それに対してミュージカル映画は本来ありえないシチュエーション、つまり主人公が街角で突然踊りだしたり、歌い出すことをあらかじめ観客が了解した上で楽しむ作品。それがミュージカル映画です。
「バンド・ワゴン」や「イースター・パレード」などMGMの数々の名作がこれに当たります。そこで今回は音楽映画のジャンルで今も印象に残る魅惑の映画を選んでみました。
まずはこちらから!
コットン・クラブ
1984年に公開された巨匠フランシス・フォード・コッポラ監督作品。
20年代から30年代にかけてニューヨークのハーレムに実在した高級クラブ「コットン・クラブ」を舞台に、ショービジネスの裏側やギャングの抗争を描いた名作。

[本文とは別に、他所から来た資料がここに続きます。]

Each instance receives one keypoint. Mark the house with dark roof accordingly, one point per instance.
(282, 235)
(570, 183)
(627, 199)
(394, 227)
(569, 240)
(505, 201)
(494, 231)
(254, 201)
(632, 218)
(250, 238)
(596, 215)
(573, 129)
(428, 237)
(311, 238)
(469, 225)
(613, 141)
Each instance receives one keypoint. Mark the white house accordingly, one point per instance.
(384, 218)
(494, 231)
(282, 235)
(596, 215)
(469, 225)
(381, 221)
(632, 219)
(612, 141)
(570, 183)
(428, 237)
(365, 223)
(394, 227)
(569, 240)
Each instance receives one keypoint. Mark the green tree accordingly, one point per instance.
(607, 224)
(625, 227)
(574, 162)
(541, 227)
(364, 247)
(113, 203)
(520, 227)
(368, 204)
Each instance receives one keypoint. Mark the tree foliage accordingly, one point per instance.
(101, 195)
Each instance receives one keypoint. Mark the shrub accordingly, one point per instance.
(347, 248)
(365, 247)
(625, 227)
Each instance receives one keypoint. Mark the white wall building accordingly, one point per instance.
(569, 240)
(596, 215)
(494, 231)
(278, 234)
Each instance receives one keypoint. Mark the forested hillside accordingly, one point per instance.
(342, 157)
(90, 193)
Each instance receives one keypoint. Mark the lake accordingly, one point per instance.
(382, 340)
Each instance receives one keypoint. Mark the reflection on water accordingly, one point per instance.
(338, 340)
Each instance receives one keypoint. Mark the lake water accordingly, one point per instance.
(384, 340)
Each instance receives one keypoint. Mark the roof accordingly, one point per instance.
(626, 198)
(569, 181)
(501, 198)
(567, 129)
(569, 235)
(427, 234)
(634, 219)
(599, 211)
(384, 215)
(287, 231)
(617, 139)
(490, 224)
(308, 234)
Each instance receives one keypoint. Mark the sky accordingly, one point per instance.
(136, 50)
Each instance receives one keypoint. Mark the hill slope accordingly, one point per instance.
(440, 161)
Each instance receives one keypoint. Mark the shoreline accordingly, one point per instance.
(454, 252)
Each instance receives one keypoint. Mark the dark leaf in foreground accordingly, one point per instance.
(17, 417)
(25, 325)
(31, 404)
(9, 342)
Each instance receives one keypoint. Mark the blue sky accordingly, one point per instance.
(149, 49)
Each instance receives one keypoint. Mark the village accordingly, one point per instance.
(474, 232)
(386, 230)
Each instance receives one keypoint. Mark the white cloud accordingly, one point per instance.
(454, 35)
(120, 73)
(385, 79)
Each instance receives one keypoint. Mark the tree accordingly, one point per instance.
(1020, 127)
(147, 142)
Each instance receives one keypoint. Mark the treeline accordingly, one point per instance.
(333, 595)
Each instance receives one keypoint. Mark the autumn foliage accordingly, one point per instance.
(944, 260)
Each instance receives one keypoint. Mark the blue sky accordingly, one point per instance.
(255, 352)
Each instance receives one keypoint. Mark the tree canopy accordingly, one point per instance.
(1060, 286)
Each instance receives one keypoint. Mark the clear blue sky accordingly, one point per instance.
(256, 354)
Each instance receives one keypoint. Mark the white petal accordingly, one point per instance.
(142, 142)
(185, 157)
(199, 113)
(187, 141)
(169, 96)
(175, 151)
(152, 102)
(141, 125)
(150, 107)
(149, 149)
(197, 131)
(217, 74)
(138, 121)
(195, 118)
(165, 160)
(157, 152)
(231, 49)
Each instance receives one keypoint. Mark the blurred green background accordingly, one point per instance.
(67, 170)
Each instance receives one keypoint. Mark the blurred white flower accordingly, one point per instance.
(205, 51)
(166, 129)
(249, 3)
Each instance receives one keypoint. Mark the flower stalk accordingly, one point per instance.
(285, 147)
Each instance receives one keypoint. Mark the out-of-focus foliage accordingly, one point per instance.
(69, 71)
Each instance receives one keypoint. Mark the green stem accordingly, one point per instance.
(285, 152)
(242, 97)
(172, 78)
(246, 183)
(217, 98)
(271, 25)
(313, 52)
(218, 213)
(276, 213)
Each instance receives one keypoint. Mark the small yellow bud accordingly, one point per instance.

オーナーであるオウニー・マドゥンや当時のギャングスター、ダッジ・シュルツやラッキー・ルチアーノ、バンピー・ジョンソンなど。
実在の人物を交えた物語で、こちらも実名で登場するデューク・エリントンや、キャブ・キャロウェイなど。
ジャズの名曲揃いで、ゴージャスな映像と音楽映画としても骨太のドラマとしても、かなり高水準の作品に仕上がっています。
こういう映画を撮らせたらやはりコッポラは凄い!素直にそう思える1本です。
アメリカン・グラフィティー
ジョージ・ルーカス監督作品!1973年に公開され1995年アメリカ国立フィルム登録簿に永久保存登録された名作。
「1962年夏、あなたはどこにいましたか?」が公開時の、キャッチフレーズで、オープニグの「ロック・アラウンド・ザ・クロック」に始まりDJウルフマン・ジャックの声に乗せて流れる曲の数々。
バディー・ホリーやプラターズ、チャック・ベリーにビーチ・ボーイズなど、オールディーズファンにはたまらない曲ばかり!
無名時代のハリソン・フォード出演していることでも話題でしたね。今観ても胸が熱くなる名作です。
American Graffiti / 「アメリカン・グラフィティ」
ローズ
観終わったあと少しのあいだ映画館の椅子から立つことが出来ないという衝撃を、生まれて初めて味わった忘れがたい作品です。
ベッド・ミドラーの圧巻のパフォーマンスと存在感!そして作品のクオリティーどちらも文句なしの名作です。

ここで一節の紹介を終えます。